Le jazz est une planète. Tout collectionneur de cette musique a ses règles pour déambuler dans ses vallées, collines et déclivités. Depuis des années que j’entasse les disques, ma motivation première n’a jamais varié: n’acheter, en priorité, que ceux dont un ou plusieurs titres font une référence explicite à l’Afrique. C’est plus fort que moi. Depuis le jour où, dans un magasin du grand marché de Lomé, je suis tombé par hasard sur l’album « Dakar » du saxophoniste John Coltrane, j’ai eu l’intuition que ma démarche de collectionneur allait me conduire à une compréhension et une appréciation personnelles de cette musique que d’aucuns de mes amis considéraient à tort comme bruyante (exercice d’écoute avec Sun Ra) et/ou désespérée (exercice d’écoute de Summertime exécuté par Albert Ayler).

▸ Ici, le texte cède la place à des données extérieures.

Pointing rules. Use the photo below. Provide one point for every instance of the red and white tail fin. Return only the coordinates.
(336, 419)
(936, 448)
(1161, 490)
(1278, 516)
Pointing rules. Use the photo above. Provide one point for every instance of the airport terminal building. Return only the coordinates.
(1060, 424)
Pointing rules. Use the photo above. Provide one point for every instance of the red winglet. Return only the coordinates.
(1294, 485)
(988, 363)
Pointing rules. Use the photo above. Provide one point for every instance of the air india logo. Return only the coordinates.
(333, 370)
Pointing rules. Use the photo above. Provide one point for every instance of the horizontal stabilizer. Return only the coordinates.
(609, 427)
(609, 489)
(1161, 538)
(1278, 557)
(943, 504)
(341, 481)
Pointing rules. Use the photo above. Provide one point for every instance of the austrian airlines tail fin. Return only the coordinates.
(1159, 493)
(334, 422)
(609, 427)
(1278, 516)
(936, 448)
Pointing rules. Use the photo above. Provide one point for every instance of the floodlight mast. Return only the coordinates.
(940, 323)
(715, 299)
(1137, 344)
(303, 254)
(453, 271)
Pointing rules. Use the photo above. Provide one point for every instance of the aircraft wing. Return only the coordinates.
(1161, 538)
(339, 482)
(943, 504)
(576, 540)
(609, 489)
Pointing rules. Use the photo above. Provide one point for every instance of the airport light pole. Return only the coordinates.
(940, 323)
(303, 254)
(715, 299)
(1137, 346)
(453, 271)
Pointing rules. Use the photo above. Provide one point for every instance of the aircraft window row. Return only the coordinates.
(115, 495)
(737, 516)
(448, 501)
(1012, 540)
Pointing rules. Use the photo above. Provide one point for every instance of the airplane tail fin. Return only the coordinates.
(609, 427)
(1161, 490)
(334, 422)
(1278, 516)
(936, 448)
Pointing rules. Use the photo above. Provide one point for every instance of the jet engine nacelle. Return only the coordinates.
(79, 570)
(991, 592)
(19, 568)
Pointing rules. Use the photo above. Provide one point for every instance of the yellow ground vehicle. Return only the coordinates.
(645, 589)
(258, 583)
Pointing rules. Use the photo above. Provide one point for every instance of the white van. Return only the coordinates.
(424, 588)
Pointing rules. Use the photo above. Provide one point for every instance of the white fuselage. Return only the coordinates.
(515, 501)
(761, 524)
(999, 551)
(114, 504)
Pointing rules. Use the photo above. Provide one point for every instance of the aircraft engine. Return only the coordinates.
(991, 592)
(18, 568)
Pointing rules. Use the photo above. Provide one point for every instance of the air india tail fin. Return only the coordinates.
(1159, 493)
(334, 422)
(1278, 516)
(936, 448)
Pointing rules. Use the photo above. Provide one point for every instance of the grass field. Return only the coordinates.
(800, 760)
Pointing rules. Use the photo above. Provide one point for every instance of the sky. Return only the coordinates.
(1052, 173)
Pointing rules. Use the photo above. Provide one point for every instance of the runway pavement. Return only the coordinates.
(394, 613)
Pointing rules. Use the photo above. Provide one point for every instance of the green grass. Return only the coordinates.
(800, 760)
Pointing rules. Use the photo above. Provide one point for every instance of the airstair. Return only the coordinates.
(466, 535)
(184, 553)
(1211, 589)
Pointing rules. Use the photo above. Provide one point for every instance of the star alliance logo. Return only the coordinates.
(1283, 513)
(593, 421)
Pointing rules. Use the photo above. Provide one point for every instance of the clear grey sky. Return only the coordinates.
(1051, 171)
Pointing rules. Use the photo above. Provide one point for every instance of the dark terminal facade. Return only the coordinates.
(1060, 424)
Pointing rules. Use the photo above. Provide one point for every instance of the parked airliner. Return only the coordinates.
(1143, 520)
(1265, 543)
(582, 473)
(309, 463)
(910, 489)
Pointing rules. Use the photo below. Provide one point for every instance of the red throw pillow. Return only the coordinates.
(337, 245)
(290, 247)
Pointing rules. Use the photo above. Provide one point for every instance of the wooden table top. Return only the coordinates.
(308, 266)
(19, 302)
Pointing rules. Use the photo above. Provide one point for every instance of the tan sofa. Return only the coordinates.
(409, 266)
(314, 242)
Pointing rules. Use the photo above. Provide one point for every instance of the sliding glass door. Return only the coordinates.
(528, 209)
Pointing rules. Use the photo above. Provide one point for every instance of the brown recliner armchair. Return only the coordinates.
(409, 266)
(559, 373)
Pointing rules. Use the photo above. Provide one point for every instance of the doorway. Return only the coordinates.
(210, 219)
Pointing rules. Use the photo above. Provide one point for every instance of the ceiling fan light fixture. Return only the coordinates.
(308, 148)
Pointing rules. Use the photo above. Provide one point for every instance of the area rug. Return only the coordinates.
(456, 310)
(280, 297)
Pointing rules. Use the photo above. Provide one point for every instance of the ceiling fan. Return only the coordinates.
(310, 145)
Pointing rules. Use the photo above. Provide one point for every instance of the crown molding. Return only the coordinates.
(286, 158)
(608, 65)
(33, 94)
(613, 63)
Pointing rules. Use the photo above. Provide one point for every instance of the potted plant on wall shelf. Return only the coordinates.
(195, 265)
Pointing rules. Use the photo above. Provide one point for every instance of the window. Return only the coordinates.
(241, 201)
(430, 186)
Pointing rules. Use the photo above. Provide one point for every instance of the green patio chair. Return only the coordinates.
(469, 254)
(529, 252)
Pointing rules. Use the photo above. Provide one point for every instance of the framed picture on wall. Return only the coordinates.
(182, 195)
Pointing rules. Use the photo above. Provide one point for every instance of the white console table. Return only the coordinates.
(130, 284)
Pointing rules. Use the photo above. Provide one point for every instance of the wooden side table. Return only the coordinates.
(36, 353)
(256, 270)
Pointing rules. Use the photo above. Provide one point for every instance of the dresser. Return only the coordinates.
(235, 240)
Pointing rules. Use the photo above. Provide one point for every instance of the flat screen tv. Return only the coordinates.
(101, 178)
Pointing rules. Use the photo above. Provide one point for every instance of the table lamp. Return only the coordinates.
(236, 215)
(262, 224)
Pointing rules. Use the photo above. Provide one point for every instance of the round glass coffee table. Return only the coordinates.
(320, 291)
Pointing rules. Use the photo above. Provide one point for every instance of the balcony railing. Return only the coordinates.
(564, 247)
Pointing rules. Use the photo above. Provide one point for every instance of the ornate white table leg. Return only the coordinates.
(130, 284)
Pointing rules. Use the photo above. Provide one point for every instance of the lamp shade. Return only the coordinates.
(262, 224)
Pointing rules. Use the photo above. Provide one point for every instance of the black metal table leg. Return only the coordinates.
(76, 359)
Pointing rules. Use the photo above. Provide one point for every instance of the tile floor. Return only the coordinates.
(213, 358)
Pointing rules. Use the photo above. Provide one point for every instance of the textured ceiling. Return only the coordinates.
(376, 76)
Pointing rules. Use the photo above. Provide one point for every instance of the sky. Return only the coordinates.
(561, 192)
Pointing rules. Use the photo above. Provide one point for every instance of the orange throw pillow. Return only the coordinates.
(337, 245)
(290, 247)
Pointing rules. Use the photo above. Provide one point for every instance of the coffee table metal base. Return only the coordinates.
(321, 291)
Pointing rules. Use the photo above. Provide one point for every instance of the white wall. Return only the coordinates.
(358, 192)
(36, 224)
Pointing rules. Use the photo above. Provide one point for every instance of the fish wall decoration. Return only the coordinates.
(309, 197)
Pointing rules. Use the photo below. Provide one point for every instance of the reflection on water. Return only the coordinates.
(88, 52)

« Dakar » de Coltrane fut un choc, une confirmation de mon intuition, tant ce disque, par le son, évoquait tout sauf la géographie de la capitale du Sénégal ou ses rythmes chers au poète Senghor! Et pour cause, toute la composition du titre éponyme prend appui sur une balade norvégienne, autant dire que les sources africaines du morceau relèvent de la fantasmagorie. On croirait lire La Polka, « roman africain », sous la plume de l’écrivain togolais Kossi Efoui! Plus tard, j’ai compris la relation de Coltrane à l’Afrique en écoutant son Africa/Brass: ce qu’il y aurait « d’africain » dans le jazz, par-delà quelques emprunts rythmiques précis, c’est aussi ce qu’il y a de cosmopolite dans le croisement même des rythmes et des techniques. Car en effet, de Miles Davis (Filles de Kilimanjaro, Nefertiti) à Oscar Peterson (Nigerian Marketplace) en passant par Randy Weston (African Nite), Herbie Hancock (Dis is da drum, hommage à la culture youruba), Abdullah Ibrahim (Ekapa Lodumo), Pharoah Sanders (Tauhid), Romano, Sclavis, Texier (Suite Africaine), The Jazz Crusaders (Appointment in Ghana), Curtis Amy & Dupree Bolton (Katanga), Horace Silver (Message from Kenya), Art Blakey & The Afro Drum Ensemble (Obirin African, Woman of Africa), Wayne Shorter (Black Nile), Lee Morgan (Zambia, Mr Kenyatta), Cannonball Aderly (Marabi), McCoy Tyner (The man from Tanganyika), et j’en passe, l’Afrique demeure un territoire fertile où le dialogue des musiciens avec sa réalité procède de la sublimation.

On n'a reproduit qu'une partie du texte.